Paraphrasing and simplifying here, but this approach sort of works as follows:
It starts with a field of noise. Then, through a series of iterative steps it tries to reverse the noise back into image by selecting from a group of input functions (themselves created by processing a large collection of input images with associated keywords - mostly scraped off the internet), weighted by the user's prompt keywords. If you don't run enough iterations it just produces chaos.
Prompt:
close up face shot of a beautiful young woman, cute face, tacticool, sci-fi, cables, digital illustration, line art by yoji shinkawa and masamune shirow'
1 Iteration:
2 Iterations:
4 Iterations
5 Iterations:
10 Iterations:
50 Iterations:
The entire approach is
strongly influenced by the breadth and quality of the source data (called the "model").
Edit: You can see some of the locality at work by slightly changing the prompt and keeping the same seed.

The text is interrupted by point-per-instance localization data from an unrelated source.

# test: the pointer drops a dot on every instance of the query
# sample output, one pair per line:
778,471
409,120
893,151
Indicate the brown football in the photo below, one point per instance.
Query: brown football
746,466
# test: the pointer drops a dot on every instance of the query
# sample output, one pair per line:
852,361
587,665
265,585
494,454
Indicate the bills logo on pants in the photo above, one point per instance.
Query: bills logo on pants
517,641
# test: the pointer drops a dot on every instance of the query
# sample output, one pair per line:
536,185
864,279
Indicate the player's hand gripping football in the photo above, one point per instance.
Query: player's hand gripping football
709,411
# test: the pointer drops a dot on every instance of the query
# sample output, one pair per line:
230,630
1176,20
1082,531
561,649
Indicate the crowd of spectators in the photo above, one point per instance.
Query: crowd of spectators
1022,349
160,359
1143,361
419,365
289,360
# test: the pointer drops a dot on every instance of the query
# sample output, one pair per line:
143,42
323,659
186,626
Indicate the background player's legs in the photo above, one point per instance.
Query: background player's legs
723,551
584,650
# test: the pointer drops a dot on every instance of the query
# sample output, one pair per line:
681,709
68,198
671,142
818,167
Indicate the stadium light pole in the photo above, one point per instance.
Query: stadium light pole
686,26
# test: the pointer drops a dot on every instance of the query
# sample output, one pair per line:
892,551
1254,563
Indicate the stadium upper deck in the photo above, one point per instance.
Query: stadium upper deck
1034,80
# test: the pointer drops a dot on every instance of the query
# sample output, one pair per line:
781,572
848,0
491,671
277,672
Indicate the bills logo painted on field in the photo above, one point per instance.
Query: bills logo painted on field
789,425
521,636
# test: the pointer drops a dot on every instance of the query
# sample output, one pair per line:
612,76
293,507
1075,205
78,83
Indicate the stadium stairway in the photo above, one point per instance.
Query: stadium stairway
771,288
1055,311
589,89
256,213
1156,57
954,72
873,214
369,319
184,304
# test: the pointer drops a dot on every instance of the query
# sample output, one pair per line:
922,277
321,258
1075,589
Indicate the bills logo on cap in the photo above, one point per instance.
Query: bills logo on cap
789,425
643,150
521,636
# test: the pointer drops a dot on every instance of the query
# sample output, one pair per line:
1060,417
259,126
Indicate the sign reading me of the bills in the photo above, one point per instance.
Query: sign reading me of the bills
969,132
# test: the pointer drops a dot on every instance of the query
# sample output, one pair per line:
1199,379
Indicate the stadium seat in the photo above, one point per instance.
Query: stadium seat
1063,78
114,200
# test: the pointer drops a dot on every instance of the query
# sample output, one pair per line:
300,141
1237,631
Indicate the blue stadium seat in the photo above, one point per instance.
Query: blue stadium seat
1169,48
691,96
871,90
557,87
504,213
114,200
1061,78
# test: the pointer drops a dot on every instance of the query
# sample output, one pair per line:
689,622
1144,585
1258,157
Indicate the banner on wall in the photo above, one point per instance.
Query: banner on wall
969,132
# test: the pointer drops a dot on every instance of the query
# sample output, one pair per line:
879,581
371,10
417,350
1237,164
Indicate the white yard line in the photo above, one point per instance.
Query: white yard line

I just added the word
sunglasses to the above prompt and got this:
You can see that while the overall shape of the image (determined largely by the first few iterations) is the same, but the addition of the sunglasses elements clearly brought in a different input for a lot of nearby face details, so the mouth and chin structure ended up completely different despite having no different guidance there. Also the tops of the frames are.... weird, probably where it's slightly indecisive w.r.t the sunglasses being a better match for the original dark eyes.
Screwing with the weighting of the
sunglasses keyword by calling it
sunglasses!!!!!!!!! seems to influence the weighting but that doesn't mean it makes better sunglasses (because computers don't know anything about the elements they're bringing in), it apparently just increases the weighting of image functions that contain the sunglasses keyword (which itself doesn't mean anything, because the keyword->function association is only as good as the original tagging for the source images).
Disturbing results ensue:
Overall, it's a neat trick, but it's not magic.